Face à la victoire éclatante de Meloni en Italie et à la montée en puissance de sa famille politique, Macron affaibli à Paris comme à Bruxelles pour sa défaite face à Marine Le Pen et sa décision de convoquer des élections législatives, pour lesquelles les sondages relèguent son parti en troisième position.
En tout cas, La « grande coalition » dispose toujours de 399 sièges sur les 720 que compte le Parlement européen. Autrement dit, Ursula von der Leyen pourrait en principe atteindre la majorité absolue des 361 députés dont elle a besoin pour être ratifiée (bien que très équitablement une fois les défections prises en compte).
Meloni fait maintenant face au dilemme de rejoindre la grande coalition (et offrir 24 sièges supplémentaires) ou opter définitivement pour la formation d’un grand groupe d’extrême droite, ce qui reviendrait en principe à voter contre l’Allemand et à laisser en jeu sa confirmation au Parlement européen.

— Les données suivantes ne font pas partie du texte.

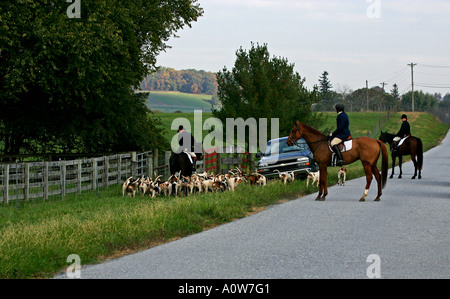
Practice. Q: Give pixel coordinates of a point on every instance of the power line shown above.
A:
(436, 66)
(412, 82)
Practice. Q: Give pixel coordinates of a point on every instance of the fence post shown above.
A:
(45, 180)
(119, 169)
(94, 174)
(26, 181)
(106, 172)
(79, 176)
(149, 166)
(63, 179)
(6, 184)
(251, 162)
(167, 162)
(219, 160)
(155, 161)
(133, 164)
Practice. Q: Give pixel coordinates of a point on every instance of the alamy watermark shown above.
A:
(74, 270)
(374, 269)
(74, 9)
(374, 9)
(257, 133)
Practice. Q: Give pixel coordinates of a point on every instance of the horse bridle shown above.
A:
(311, 143)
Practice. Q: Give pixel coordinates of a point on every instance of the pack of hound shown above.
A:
(197, 183)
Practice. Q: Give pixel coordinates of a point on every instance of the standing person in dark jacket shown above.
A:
(341, 134)
(187, 145)
(405, 131)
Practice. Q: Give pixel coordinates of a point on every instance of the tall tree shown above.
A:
(67, 83)
(261, 86)
(328, 97)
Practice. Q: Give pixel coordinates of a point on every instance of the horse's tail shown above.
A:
(419, 153)
(384, 163)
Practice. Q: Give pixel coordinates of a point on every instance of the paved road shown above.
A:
(409, 230)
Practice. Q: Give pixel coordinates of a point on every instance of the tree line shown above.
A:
(377, 99)
(188, 81)
(67, 85)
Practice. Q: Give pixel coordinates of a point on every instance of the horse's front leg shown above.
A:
(323, 190)
(369, 176)
(393, 165)
(413, 158)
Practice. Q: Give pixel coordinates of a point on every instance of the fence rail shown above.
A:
(33, 180)
(30, 180)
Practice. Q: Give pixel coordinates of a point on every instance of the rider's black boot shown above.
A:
(339, 160)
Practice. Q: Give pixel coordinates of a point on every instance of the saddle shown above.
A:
(402, 140)
(343, 146)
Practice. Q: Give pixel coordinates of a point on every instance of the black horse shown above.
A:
(411, 146)
(181, 163)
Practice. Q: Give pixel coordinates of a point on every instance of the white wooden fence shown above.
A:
(30, 180)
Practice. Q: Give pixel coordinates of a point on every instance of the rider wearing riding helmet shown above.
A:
(405, 131)
(341, 134)
(187, 144)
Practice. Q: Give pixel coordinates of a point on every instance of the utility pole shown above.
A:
(382, 97)
(412, 82)
(367, 94)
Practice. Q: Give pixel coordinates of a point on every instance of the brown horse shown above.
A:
(412, 146)
(365, 149)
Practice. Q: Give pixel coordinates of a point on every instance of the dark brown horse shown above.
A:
(365, 149)
(411, 146)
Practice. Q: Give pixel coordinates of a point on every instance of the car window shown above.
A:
(276, 147)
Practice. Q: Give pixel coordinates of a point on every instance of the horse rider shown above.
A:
(187, 144)
(341, 134)
(405, 131)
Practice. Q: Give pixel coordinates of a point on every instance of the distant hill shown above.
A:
(164, 101)
(186, 81)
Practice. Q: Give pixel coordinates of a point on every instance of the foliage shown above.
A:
(67, 84)
(328, 97)
(188, 81)
(260, 86)
(422, 101)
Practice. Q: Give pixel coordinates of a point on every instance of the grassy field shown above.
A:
(176, 101)
(37, 238)
(360, 123)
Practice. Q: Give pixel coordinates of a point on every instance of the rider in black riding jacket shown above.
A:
(405, 131)
(187, 144)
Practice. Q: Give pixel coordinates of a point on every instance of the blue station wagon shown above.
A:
(279, 155)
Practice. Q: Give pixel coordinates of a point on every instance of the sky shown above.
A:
(353, 40)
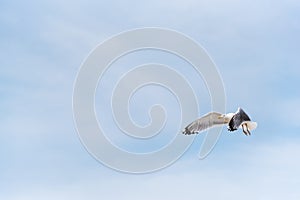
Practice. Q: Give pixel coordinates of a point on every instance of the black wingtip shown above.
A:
(186, 131)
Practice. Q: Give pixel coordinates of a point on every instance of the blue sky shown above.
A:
(255, 45)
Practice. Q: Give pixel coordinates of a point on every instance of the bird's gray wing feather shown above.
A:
(203, 123)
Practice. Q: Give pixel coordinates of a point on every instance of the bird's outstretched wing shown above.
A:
(205, 122)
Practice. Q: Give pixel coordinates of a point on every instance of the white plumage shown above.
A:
(234, 121)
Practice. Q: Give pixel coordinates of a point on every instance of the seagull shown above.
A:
(234, 121)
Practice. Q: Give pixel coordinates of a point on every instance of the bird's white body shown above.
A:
(234, 121)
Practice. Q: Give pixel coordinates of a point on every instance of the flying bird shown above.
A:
(234, 121)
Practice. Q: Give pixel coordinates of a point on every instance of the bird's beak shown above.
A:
(246, 130)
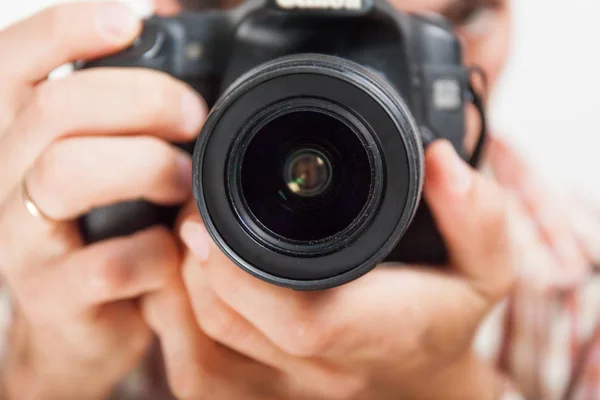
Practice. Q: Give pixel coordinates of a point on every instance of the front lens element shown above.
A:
(305, 175)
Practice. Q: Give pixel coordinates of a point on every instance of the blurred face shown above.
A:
(483, 26)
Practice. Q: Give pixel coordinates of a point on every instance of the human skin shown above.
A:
(77, 143)
(229, 349)
(402, 333)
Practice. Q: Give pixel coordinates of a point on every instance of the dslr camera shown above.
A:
(309, 170)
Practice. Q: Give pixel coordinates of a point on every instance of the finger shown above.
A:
(63, 34)
(27, 241)
(107, 272)
(121, 268)
(78, 174)
(117, 269)
(197, 367)
(471, 213)
(284, 316)
(223, 325)
(547, 210)
(100, 102)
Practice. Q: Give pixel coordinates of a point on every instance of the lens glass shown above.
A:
(306, 176)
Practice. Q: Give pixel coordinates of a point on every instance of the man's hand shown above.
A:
(94, 138)
(403, 332)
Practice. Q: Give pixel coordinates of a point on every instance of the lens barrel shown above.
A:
(308, 171)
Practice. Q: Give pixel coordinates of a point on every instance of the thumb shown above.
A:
(471, 214)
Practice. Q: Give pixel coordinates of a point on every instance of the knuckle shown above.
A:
(221, 325)
(347, 388)
(45, 103)
(164, 161)
(307, 337)
(51, 175)
(110, 276)
(54, 18)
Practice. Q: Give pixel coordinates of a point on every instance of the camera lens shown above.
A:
(305, 175)
(308, 171)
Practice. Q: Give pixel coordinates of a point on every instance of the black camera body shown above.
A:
(309, 169)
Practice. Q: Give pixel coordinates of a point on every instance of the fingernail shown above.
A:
(194, 112)
(458, 176)
(185, 171)
(196, 238)
(117, 22)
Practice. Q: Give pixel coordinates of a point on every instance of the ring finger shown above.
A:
(67, 181)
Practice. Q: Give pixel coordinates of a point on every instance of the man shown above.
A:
(85, 316)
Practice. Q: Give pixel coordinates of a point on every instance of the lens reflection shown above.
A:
(308, 173)
(305, 176)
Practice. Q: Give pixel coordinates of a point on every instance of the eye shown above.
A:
(471, 13)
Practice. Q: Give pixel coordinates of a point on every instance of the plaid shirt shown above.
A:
(545, 337)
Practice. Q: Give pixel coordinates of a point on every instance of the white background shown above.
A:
(549, 98)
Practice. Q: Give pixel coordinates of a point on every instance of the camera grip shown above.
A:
(164, 45)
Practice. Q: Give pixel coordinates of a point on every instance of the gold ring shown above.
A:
(30, 205)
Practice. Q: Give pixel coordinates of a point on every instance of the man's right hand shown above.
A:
(94, 138)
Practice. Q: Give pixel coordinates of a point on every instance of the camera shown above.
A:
(309, 169)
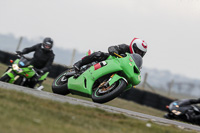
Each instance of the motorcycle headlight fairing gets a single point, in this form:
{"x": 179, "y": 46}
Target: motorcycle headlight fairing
{"x": 16, "y": 68}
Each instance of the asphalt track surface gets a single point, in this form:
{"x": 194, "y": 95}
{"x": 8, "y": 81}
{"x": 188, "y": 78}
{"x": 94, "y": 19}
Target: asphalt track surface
{"x": 59, "y": 98}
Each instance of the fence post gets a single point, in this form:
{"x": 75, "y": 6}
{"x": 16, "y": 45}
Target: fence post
{"x": 73, "y": 56}
{"x": 19, "y": 43}
{"x": 170, "y": 87}
{"x": 145, "y": 80}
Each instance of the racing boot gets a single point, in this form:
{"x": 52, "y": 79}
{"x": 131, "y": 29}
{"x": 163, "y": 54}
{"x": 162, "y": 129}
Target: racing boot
{"x": 77, "y": 67}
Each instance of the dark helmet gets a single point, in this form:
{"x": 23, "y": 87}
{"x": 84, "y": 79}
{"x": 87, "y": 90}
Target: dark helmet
{"x": 47, "y": 44}
{"x": 138, "y": 46}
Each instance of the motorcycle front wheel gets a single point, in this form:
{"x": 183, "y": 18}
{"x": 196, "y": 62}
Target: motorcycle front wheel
{"x": 5, "y": 78}
{"x": 105, "y": 94}
{"x": 59, "y": 85}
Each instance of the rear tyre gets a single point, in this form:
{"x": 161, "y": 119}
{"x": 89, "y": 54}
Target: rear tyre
{"x": 102, "y": 95}
{"x": 5, "y": 78}
{"x": 59, "y": 85}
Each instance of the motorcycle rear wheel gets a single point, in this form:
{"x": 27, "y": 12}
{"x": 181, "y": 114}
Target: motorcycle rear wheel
{"x": 111, "y": 92}
{"x": 59, "y": 85}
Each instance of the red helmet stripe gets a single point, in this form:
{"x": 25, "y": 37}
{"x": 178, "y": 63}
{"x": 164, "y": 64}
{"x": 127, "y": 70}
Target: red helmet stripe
{"x": 131, "y": 45}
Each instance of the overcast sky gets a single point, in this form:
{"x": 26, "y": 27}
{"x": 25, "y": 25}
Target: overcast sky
{"x": 171, "y": 28}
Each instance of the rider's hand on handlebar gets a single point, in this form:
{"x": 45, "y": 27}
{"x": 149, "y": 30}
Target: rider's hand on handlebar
{"x": 19, "y": 52}
{"x": 112, "y": 50}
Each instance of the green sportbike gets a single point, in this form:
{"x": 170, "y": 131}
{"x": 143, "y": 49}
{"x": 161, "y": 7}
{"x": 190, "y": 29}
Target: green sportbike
{"x": 21, "y": 72}
{"x": 102, "y": 81}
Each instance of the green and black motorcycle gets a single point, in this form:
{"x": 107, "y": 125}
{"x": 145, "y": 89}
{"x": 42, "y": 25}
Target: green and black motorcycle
{"x": 102, "y": 81}
{"x": 21, "y": 72}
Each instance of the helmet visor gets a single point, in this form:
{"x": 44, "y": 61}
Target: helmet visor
{"x": 141, "y": 53}
{"x": 47, "y": 45}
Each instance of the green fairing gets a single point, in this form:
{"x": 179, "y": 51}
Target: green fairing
{"x": 43, "y": 77}
{"x": 85, "y": 81}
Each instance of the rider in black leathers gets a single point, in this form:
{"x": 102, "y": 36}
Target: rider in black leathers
{"x": 42, "y": 58}
{"x": 192, "y": 118}
{"x": 137, "y": 46}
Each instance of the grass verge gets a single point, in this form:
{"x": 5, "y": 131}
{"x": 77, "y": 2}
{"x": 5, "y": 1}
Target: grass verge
{"x": 23, "y": 113}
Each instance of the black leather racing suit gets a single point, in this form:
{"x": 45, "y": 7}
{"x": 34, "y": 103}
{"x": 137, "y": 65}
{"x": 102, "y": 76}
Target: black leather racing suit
{"x": 100, "y": 56}
{"x": 42, "y": 59}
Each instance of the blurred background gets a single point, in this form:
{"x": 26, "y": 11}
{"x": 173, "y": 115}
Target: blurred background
{"x": 170, "y": 28}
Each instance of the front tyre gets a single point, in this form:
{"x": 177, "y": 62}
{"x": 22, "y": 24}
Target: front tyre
{"x": 59, "y": 85}
{"x": 5, "y": 78}
{"x": 105, "y": 94}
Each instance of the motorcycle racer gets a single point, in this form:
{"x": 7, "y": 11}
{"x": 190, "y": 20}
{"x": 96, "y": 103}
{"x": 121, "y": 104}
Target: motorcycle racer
{"x": 42, "y": 58}
{"x": 137, "y": 46}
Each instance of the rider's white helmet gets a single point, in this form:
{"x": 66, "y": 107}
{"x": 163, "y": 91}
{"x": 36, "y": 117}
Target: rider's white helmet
{"x": 138, "y": 46}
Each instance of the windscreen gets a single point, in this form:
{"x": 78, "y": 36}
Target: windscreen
{"x": 137, "y": 59}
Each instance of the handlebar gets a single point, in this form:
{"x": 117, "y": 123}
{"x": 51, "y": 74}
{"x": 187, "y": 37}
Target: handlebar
{"x": 118, "y": 55}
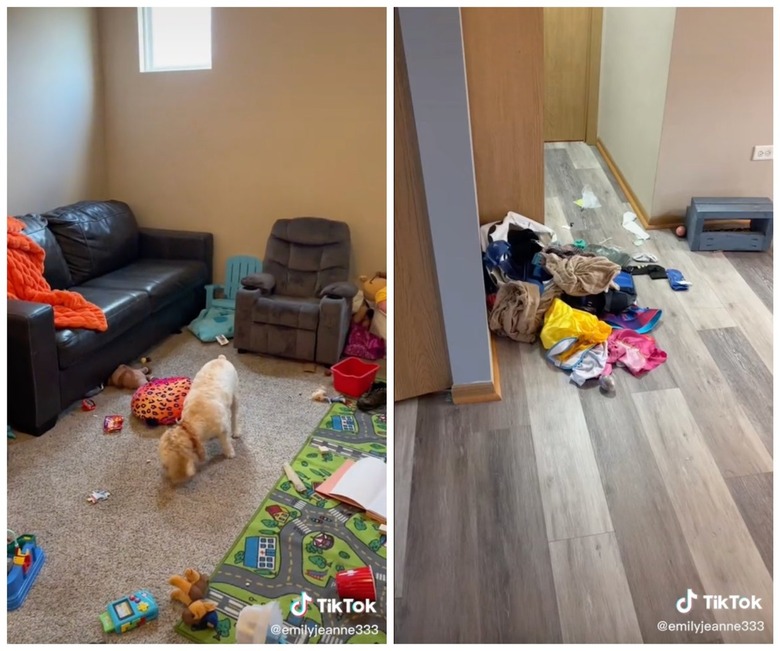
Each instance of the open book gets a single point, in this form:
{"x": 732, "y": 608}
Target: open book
{"x": 362, "y": 484}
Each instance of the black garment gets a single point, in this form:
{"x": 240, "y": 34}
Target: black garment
{"x": 655, "y": 271}
{"x": 374, "y": 398}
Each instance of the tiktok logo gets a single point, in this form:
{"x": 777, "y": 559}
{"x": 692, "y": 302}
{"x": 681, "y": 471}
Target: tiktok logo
{"x": 301, "y": 605}
{"x": 684, "y": 604}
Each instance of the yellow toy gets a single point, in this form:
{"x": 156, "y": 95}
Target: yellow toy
{"x": 373, "y": 290}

Cependant, le objectif éternel de créer ce supergroupe de droite radical semble-t-il cette législature ne sera pas atteinte non plus. Le Premier ministre hongrois Viktor Orbán a déjà annoncé qu’il n’intégrerait pas les 10 députés du Fidesz au sein des conservateurs et réformistes européens. « L’Alliance pour l’Union des Roumains, connue pour sa position anti-hongroise extrême, a rejoint le groupe ECR. Le Fidesz ne partagera jamais une faction avec un tel parti au Parlement européen. Ce n’est pas négociable », déclare le parti d’Orbán.